One of the AMAZING things about this relationship with Jesus is that NO MATTER WHAT hits me in this messed up, fallen existence, I still have joy. That is one of the many things that proves Jesus' existence in our lives! It holds us apart from the world. We have JOY, which is totally different from happiness! Joy is always ... happiness is temporal. Anyway! I have joy, but right now the downers of this life are attacking me and burying my joy deep down. My joy IS still there, but it is waaaayy down, deep in my spirit right now. Know that I am fiercely digging deep ... EVERYday I grab my shovel - first thing - and dig! But I keep hitting huge rocks! Ya know? When you dig in your backyard ... maybe you're planting flowers or even a whole new tree! ... And you hit rocks and roots and such? I find myself digging consistently, but I get so exhausted because these huge rocks of bitterness or sadness or discouragement or inadequacy or loss or whatever ... just get in the way! I feel like I'm digging deep and getting no where!

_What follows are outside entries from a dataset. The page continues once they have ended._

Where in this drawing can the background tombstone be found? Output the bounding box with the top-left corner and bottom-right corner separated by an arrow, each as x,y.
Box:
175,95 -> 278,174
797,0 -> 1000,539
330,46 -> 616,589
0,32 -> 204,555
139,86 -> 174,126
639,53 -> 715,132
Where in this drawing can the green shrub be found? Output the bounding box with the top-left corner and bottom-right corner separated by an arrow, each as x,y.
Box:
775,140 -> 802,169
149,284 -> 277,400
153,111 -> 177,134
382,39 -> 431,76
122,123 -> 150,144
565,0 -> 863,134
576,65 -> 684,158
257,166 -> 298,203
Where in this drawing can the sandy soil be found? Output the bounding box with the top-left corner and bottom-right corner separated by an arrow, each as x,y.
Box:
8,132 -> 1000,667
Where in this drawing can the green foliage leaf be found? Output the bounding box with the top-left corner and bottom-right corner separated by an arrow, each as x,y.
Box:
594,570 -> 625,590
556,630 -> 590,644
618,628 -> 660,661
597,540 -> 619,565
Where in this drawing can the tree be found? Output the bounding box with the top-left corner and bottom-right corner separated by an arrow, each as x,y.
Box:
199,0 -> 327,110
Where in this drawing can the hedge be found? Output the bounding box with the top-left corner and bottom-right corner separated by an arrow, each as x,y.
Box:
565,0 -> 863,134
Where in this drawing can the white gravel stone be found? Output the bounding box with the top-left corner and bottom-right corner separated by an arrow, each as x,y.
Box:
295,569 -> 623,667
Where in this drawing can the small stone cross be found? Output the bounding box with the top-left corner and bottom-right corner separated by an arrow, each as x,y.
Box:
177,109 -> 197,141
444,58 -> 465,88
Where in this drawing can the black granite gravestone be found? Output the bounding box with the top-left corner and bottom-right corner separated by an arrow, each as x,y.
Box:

But ya know? I am! If I really calm down and get honest with myself, I AM getting somewhere! Because God is growing me! I don't know in what ways yet, but He is growing me! (I'm trying to be realistic and not let the "depths of despair" overtake me! - And yep, I'm totally stealing one of my favorite phrases from Anne of Green Gables!)
Please keep me in prayer, if you would. God is sooooo faithful! He DOES have a plan! I am just caught in a hole of rocks and roots and such, exhausted from the dig. But I can't stop digging! Giving up is not an option!
GOTTA KEEP DIGGING!!!!!!!!!!!!!!! (Too bad that's so much easier said than done).